И подумал бы Ёксель, что бабушка уже того, но не подумал. Бабушка всегда хорошо отличала реальное от воображаемого, и никогда не руководствовалась общепринятым. С чего бы ей сейчас ошибаться. Приходится признавать, что и впрямь пуговицы заманили его в неведомые дебри и вывели из них прямо туда, откуда так легко дойти до бабушки, к чему отрицать очевидное.
Бабушка, меж тем, крепко ухватила Ёкселя за майку, пересадила его на свою кровать, взяла у Анни иголку и быстро пришила пуговицу с волчьей головой прямо к майке.
– Выглядит немножко нелепо, – пожала плечами она, – но что уж поделаешь, если ты не надел ничего более подходящего. Annie, tee meille juustovoileipiä!
Анни, кажется, очень удивилась, но моментально убежала на кухню.
– Это ты чего у нее попросила?
– Эх ты, выучил бы финский, горя бы не знал, – засмеялась бабушка, – бутербродов. Ты голодный, наверное, да и я что-то проголодалась. Поужинаем, да и пойдёшь.
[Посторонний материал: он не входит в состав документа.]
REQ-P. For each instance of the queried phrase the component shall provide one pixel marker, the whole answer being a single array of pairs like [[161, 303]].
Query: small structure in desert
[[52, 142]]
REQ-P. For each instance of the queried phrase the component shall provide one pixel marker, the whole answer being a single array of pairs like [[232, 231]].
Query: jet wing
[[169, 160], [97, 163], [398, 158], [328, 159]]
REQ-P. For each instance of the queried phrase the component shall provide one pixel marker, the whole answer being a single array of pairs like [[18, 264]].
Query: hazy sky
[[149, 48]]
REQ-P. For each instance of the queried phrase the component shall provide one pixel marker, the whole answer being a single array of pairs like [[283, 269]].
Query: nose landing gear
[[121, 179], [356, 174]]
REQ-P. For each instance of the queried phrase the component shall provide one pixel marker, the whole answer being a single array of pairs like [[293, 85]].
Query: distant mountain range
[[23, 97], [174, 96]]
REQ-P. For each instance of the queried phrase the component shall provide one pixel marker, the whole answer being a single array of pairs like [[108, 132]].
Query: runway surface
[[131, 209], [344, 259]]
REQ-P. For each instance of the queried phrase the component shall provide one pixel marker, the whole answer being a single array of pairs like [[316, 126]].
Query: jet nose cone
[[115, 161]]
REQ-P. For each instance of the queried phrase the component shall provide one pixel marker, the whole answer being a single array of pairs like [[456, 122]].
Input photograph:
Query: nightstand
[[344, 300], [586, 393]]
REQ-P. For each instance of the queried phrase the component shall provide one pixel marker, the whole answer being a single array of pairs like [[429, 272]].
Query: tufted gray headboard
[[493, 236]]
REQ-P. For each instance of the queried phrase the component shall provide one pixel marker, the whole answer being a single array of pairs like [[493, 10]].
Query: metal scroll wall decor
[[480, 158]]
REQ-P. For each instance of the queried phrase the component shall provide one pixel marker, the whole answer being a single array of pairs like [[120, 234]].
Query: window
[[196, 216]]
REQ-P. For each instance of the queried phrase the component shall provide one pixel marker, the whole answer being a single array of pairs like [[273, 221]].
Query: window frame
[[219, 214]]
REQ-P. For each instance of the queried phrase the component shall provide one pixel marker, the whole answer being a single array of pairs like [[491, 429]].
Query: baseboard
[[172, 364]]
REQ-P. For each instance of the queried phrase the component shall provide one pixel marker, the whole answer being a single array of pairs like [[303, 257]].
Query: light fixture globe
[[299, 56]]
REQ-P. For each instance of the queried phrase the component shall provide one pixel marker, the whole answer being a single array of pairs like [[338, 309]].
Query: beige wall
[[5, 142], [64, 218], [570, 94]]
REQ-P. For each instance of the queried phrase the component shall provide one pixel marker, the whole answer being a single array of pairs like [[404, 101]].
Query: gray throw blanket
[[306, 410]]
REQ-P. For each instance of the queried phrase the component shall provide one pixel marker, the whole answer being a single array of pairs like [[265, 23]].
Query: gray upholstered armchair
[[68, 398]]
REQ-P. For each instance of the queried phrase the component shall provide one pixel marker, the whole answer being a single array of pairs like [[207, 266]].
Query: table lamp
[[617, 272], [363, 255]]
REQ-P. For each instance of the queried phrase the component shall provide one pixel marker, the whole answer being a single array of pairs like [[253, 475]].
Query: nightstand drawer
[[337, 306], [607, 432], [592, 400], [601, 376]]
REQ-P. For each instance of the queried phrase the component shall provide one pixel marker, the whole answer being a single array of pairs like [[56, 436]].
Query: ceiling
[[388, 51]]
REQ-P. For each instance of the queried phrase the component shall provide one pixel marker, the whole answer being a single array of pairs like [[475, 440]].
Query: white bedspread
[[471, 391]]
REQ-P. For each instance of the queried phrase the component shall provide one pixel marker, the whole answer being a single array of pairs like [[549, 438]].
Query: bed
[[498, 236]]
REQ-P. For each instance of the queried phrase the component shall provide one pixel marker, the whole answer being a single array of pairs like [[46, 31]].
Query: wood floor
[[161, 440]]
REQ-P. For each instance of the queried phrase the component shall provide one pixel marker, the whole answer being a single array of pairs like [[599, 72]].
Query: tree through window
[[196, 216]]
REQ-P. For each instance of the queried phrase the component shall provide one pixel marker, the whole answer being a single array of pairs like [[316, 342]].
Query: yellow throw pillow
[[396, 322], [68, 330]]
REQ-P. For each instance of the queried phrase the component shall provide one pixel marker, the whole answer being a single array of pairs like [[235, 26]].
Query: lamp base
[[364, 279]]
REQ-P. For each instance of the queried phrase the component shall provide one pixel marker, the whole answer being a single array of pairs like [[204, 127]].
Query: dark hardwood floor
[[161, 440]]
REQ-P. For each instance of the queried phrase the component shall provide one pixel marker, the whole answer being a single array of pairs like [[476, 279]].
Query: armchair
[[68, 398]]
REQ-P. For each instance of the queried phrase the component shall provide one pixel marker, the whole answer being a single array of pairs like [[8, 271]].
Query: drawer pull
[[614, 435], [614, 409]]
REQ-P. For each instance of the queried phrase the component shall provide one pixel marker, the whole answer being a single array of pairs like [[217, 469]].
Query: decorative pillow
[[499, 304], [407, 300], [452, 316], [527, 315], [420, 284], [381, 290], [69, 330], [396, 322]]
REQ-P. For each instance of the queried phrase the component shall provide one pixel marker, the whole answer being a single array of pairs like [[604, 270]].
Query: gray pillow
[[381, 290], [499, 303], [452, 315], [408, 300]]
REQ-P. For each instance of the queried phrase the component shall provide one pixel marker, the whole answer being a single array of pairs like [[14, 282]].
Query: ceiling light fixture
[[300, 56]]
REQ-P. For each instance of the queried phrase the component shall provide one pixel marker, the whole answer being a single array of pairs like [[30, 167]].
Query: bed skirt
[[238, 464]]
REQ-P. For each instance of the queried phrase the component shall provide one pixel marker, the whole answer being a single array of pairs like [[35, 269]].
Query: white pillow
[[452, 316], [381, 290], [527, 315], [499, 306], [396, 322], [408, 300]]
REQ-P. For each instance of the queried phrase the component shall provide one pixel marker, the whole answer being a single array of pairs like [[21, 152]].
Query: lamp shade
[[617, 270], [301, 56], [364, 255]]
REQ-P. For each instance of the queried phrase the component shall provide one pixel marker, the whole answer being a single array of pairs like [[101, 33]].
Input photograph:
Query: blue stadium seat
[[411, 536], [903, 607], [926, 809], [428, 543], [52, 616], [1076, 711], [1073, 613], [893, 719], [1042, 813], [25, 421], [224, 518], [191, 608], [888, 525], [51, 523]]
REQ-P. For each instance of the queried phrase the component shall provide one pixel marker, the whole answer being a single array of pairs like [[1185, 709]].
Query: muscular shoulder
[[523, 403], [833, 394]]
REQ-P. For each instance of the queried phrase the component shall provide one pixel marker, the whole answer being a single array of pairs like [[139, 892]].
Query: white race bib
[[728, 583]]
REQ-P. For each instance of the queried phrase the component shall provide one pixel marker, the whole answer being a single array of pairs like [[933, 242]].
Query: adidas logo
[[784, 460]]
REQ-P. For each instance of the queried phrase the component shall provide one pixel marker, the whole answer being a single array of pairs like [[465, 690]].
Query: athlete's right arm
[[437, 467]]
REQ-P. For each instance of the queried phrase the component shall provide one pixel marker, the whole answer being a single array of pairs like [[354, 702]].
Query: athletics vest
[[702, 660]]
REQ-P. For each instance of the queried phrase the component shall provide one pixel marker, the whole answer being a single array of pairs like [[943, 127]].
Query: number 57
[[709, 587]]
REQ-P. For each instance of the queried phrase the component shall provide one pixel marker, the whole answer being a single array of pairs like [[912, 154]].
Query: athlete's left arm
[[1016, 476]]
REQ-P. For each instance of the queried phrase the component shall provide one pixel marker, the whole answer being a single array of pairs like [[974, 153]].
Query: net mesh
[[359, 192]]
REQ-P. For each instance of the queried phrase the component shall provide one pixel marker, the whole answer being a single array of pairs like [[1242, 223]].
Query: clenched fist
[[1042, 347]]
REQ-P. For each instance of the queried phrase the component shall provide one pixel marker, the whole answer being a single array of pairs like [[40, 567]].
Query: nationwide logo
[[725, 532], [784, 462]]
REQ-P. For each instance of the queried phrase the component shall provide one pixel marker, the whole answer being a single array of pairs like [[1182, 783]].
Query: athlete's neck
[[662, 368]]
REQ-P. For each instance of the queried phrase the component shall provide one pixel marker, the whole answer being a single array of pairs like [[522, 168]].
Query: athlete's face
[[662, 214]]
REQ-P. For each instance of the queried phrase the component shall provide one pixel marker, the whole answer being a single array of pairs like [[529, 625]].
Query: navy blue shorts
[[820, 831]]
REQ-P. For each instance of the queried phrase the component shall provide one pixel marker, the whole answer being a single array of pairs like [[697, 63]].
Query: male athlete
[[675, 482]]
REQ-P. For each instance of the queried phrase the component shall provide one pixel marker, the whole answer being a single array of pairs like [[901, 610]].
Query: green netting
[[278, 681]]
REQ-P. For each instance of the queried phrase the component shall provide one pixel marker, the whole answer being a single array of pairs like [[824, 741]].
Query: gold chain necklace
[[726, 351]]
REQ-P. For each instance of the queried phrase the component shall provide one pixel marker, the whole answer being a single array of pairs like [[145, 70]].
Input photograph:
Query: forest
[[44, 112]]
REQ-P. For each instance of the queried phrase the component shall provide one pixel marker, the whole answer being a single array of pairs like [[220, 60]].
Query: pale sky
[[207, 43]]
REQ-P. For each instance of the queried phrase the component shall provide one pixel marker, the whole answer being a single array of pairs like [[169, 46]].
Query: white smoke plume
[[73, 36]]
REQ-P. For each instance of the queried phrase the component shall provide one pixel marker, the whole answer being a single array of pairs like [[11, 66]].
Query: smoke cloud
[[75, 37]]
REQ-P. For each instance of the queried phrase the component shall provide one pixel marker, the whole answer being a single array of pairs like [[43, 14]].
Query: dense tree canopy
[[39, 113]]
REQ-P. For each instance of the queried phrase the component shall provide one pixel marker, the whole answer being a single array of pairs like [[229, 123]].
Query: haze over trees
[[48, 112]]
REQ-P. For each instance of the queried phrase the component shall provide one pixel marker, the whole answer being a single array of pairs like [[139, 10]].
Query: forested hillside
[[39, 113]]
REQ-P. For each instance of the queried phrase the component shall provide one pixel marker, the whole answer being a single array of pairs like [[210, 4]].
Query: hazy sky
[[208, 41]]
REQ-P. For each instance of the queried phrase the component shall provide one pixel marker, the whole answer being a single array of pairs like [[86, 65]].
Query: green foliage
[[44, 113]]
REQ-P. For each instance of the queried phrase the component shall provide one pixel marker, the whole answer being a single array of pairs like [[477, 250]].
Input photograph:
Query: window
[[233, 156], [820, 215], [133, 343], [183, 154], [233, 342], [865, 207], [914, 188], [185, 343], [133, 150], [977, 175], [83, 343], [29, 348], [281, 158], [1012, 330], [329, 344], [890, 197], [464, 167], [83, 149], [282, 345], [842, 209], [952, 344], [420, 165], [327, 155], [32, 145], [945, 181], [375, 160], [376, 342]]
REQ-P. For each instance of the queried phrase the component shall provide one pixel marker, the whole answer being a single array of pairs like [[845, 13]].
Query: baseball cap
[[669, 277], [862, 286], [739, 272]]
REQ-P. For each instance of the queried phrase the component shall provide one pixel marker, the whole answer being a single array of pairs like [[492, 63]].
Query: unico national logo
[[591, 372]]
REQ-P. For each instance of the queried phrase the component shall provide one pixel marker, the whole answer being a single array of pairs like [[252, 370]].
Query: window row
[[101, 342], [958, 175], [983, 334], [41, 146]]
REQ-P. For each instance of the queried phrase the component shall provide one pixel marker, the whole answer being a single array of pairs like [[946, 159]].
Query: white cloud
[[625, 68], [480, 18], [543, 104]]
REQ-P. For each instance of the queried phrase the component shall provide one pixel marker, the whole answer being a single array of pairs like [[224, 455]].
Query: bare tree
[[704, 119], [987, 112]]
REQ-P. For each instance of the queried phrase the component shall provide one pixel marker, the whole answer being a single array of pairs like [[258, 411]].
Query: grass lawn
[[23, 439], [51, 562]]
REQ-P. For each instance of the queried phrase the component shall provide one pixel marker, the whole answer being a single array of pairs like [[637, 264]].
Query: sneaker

– Ты меня выгоняешь?! – почти обиделся Ёксель.
– Детка, чудеса – не навсегда! Я не жадная.
Глядя, как бабушка азартно уплетает бутерброды, Ёксель пожалел, что чудеса не навсегда. Полгода бабушка жаловалась в ватсапе на отсутствие аппетита. И тут на тебе! Анни, кажется, тоже поражалась из-за двери.